1. 立脚期(Stance phase)
立脚期は、足が地面に接している期間で、全歩行サイクルの約60%を占めます。このフェーズでは、体重を支え、前方への推進力を生み出します。
- ヒールストライク(接地期):かかとが地面に接触する瞬間。足はまだ前方にあります。
- フラットフット(足底接地期):足全体が地面に接触し、体重が足の上に乗り始める。
- ミッドスタンス(中間期):足の真上に体重が乗る状態で、体重が安定し、バランスを取っています。
- ヒールオフ(踵離地期):かかとが地面から離れ、体が前方に移動し始める。
- トーオフ(つま先離地期):つま先が地面から離れる瞬間。前方への推進力を最大化します。
2. 遊脚期(Swing phase)
遊脚期は、足が地面を離れ、前方にスイングする期間で、全サイクルの約40%を占めます。このフェーズでは、足が次の接地に向けて前方に運ばれます。

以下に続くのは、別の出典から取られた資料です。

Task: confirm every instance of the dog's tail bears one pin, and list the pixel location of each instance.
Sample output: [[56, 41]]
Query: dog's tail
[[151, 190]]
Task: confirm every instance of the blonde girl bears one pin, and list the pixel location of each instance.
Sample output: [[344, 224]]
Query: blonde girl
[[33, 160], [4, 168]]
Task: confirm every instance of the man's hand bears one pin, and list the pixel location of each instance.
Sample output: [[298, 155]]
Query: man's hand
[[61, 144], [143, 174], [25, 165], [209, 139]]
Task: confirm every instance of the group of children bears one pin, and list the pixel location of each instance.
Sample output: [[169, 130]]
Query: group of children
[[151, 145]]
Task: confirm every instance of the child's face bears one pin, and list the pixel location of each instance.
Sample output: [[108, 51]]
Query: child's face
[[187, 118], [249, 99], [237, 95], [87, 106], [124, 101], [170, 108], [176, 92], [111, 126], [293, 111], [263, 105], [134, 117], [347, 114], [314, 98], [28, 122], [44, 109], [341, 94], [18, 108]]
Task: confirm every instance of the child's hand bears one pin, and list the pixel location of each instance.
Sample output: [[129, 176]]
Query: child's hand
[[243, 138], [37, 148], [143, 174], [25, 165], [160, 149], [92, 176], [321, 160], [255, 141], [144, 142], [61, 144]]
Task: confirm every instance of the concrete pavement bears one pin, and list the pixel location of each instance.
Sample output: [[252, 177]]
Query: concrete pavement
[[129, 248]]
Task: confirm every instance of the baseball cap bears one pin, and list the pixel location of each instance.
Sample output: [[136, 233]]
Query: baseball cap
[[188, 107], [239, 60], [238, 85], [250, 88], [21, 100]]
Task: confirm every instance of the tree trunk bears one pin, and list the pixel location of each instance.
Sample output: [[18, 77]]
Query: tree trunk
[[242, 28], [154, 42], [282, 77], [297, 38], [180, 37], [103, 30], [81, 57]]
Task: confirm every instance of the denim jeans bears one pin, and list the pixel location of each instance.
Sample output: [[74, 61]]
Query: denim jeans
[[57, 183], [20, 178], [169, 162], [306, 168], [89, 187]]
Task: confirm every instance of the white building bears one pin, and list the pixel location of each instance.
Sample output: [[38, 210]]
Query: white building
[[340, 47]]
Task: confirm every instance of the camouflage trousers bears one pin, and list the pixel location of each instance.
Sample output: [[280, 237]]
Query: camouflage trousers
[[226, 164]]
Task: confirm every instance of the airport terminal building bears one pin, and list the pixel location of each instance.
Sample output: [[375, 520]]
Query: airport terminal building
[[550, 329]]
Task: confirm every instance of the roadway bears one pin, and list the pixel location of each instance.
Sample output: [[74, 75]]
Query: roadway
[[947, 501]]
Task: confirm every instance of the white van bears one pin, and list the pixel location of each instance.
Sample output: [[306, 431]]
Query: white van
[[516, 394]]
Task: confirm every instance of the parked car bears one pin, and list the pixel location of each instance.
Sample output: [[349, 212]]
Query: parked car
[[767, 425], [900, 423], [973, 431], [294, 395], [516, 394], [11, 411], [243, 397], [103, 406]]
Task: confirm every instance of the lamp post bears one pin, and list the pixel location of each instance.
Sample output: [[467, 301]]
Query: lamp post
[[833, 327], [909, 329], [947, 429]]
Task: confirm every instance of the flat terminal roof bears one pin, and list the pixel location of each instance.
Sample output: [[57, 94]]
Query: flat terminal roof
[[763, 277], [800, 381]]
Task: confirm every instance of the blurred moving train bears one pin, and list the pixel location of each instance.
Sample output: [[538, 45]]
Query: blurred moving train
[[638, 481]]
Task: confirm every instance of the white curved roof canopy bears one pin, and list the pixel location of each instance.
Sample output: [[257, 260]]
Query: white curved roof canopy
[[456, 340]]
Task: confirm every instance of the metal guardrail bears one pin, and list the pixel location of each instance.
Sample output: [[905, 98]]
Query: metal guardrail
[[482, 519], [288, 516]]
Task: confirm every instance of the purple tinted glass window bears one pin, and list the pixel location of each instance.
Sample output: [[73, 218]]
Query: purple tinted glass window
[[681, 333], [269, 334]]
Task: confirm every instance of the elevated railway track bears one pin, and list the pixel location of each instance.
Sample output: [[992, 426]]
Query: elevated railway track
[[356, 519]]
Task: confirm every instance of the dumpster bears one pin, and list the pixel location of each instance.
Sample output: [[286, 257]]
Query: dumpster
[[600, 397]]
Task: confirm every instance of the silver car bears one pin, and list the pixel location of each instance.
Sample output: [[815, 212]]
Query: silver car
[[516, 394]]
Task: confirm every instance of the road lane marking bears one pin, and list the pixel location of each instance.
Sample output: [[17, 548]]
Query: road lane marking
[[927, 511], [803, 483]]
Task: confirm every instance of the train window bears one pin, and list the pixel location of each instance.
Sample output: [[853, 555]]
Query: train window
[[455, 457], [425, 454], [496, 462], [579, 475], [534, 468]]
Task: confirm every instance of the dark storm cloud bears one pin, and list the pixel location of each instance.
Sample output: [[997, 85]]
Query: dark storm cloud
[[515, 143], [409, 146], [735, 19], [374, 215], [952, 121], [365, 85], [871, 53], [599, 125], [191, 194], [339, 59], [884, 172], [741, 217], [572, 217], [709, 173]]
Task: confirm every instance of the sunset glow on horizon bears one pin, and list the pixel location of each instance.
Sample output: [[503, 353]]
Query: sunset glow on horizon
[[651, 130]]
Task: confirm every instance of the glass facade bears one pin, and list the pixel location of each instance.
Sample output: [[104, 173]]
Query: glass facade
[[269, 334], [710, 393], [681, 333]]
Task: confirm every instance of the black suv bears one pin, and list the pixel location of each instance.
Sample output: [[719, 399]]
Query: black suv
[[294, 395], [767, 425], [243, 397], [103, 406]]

- 初期スイング:足が地面から離れた直後、膝が屈曲して足が前方に移動します。
- 中期スイング:足が最大高さに達し、体の前方に移動します。
- 後期スイング:足が地面に向けて降下し、次のヒールストライクに備えます。
歩行の運動学的要素
1. 関節の運動
歩行には複数の関節が協調して動作します。主に以下の関節が重要な役割を果たします。
- 股関節:歩行の際、股関節は大きな動きがあり、立脚期には伸展し、遊脚期には屈曲します。股関節の動きは前進運動に大きく寄与します。
- 膝関節:膝関節は立脚期には伸展し、遊脚期には屈曲します。屈曲することで、足が地面に引っかからずにスムーズに前進できます。
- 足関節:立脚期の最初で足首は背屈し、接地後に底屈します。遊脚期では、足首が背屈することでつま先が持ち上がり、足が引っかからないようにします。
2. 筋肉の活動
歩行では、主に下肢の筋肉が関与しますが、体幹の安定や腕の振りも重要です。主に以下の筋肉が活躍します。
- 腸腰筋:股関節を屈曲させ、足を前に持ち上げます。
- 大腿四頭筋:膝を伸展させ、立脚期の初期に体を支える役割を果たします。
- ハムストリングス:膝を屈曲させ、足を後方に引きます。遊脚期に膝を屈曲する重要な役割を持ちます。
- 下腿三頭筋(ふくらはぎの筋肉):足首を底屈させ、歩行の後半で体を前方に押し出します。
- 前脛骨筋:遊脚期に足を持ち上げ、つま先が引っかからないようにします。
3. 重心の移動
歩行時には、体の重心が前後左右に移動します。歩行中、重心はサイクルごとに左右に移動し、上下にも波のように動きます。重心のスムーズな移動が、エネルギー効率の良い歩行を可能にします。バランスの良い重心の移動は、スムーズで安定した歩行のために重要です。
4. 推進力
歩行における推進力は、足の筋力や関節の働きによって生み出されます。特に、立脚期後半で足の底屈筋が強く働き、体を前方に押し出す動きが推進力の主な源です。
歩行の効率とエネルギー消費
歩行の効率性は、筋力、柔軟性、関節の可動域、および姿勢に依存します。効率的な歩行では、エネルギーの無駄が少なく、スムーズに前進できますが、効率が悪いと疲労やケガのリスクが増加します。
- ケガの予防:歩行時の姿勢や筋肉の使い方が悪いと、腰痛や膝の痛み、足底筋膜炎などの問題が生じることがあります。
- 歩行速度:速歩や遅歩によって筋肉の使用パターンやエネルギー消費が異なります。一般的に、適度な速度での歩行が最もエネルギー効率が良いとされています。
歩行異常(異常歩行)
正常な歩行パターンが崩れた状態を「異常歩行」と呼びます。異常歩行は、怪我や神経筋疾患、骨格の問題などによって引き起こされることがあります。
- はっきり歩行(ランバージュ歩行):股関節の筋力低下により、体を左右に揺らして歩く。
- 尖足歩行:足の背屈が不十分で、つま先を引きずるように歩く。
- 短縮歩行:片足の立脚期が短くなり、足を引きずるような歩行。
フットケアの菊地さんより
歩行は、体全体の関節や筋肉が協調して働く複雑な動作であり、正しい歩行パターンを維持することは、健康な身体機能を保つために非常に重要です。
歩行の運動学を理解することで、効率的な歩行を習得し、ケガのリスクを減少させることが可能になります。
皆さん、毎日歩くと思いますが歩行の事知らないことは多いいのではないでしょうか?